A house call was when the doctor came to your house because you were sick and needed tending to. He usually lugged a huge black bag that seemed to carry—like my tool bag—every medicine known to man, or least to that time in history.

I’ve been reading lately about people writing about their experiences growing up and how they were either edified, inspired, and lifted up or pretty much dumped them into the trash heap by the circumstances of their lives. These “coming of age” memoirs or accounts or whatever scholars and laymen choose to call them these days seem to be very popular. Everyone wants everybody to know something about themselves. We call this the “new normal.”

How can anybody not be interested in me, my story, my message, best told breathlessly and immediately if not sooner in social media of course, or in a series of Tweets. Perhaps the new genre might be labeled “Tweetography,” or Tweet biography. Someone like the President who Tweets almost maniacally could string together his Tweets for the past five or six years: presto, a new book. Or better—for those with memory span of about a nano-second–a Kindle edition for those who get hives without having a tablet or phone which can change the pages quickly, change to another coming of age memoir just as quickly, or take a phone call from their doctor who is calling on the “new house call.”

What’s a new house call? It’s one on Zoom or Facetime. You see your doctor virtually and he can examine you on the screen. “Where does it hurt?”

“My lower back doc.”

“Hmmm, can you reach around with the phone and point to it?”

“Ok.”

“No, I need to see it uncovered. You still appear to have your shirt and pants on.”

“Doc I’m in my car.”

“In your car!? How can you expect me to examine you?”

“Well, I’ll have to drive home.

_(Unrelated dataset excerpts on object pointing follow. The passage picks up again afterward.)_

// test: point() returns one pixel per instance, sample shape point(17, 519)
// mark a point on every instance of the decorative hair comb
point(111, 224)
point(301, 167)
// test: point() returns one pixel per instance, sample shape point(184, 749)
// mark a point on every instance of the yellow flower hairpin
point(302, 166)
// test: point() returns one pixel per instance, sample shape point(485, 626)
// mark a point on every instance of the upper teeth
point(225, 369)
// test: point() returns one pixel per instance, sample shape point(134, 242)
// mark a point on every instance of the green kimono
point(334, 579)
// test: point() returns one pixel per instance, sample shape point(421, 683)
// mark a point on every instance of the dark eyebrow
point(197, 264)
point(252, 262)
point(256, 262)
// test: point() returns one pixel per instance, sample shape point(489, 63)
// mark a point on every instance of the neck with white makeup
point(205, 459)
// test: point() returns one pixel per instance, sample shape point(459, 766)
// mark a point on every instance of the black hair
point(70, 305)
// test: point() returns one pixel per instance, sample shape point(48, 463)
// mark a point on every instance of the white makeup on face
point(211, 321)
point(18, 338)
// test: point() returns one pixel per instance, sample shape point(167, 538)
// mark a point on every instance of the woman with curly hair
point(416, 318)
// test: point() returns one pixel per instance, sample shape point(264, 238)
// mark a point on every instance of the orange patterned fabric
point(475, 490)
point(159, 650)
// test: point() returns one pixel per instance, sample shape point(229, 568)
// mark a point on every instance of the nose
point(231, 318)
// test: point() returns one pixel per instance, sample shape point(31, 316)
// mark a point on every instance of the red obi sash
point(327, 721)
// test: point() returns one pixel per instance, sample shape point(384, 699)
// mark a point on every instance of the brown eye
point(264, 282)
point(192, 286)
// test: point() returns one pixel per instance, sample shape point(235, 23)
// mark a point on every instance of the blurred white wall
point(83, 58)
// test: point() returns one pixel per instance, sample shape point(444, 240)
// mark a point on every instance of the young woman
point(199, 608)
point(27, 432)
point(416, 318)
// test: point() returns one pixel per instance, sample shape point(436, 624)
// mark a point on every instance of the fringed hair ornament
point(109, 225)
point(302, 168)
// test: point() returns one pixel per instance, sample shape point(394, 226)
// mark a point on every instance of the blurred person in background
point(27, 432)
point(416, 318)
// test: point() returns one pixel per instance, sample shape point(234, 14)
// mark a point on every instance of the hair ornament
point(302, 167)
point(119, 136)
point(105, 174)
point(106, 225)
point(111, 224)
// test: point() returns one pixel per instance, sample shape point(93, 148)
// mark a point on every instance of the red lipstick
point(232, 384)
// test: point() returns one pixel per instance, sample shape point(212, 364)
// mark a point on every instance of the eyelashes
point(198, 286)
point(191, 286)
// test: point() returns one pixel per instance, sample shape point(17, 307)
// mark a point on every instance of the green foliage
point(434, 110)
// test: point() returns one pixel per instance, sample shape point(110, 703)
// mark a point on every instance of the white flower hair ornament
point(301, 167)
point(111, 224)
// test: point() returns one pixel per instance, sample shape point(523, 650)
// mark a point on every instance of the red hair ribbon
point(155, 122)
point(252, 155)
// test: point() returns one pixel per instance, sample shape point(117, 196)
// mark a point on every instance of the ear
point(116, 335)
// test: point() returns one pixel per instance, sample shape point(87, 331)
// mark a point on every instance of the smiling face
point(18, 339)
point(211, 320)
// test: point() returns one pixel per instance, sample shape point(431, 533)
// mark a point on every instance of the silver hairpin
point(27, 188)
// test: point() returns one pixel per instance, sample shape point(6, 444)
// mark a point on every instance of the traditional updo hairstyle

Right now, I’m in the Piggly Wiggly parking lot.”

Going to see your dentist on the other hand cannot be done virtually since the camera on your cell phone is hard to get in your mouth and it tends to fog over from your saliva which we used to call spit. At the foyer to the entrance to the main waiting room you are met by what may be an attractive young receptionist, but you really can’t tell. She’s covered from head to toe like preparing to climb into the jump seat in a rocket going into space. She takes your temperature by pointing a little stick at your forehead and asks you a few questions like where were you born, are you feeling good today, how many children do you have and then allows you to pass into the inner sanctum.

The dentist, we call them odontologists in my other native tongue, Spanish, because it sounds more dignified and professional. “Dentist” sounds only one remove from “garbage man.” So, anyhow, my poor odontologist is dressed in what appears to be a Hazmat uniform that makes the receptionist look like a mere rookie scientist.

I can barely see his eyes but he’s an old friend and I recognize his voice as he and his assistants peer over me as they would a sleeping body, which, in fact, is an option offered to many patients. I can see them snoring away in chairs as I walk through the aisle, mouths gaping open, oblivious to life going on around them, until, of course, they waken.

I liked the old days to tell the truth. The only problem with the doctor when he came to our home is that among the plethora of medicines and instruments in his big black bag were the ingredients needed to give you a shot of penicillin or some other wonder drug. And of course, it was administered with a needle.

The man who invented the needle is either burning in hell or has been transfigured into a white shining knight in medical heaven. He may be black actually, or an Asian, or Quiche Maya in color and stature, but here we go into the contemporary world of define and hate. Maybe the good old days were indeed better than today. Sigh. Except that the needle is still around.

Published as “House calls and other artifacts” in The Tuscaloosa News Sunday, Oct. 18 2020.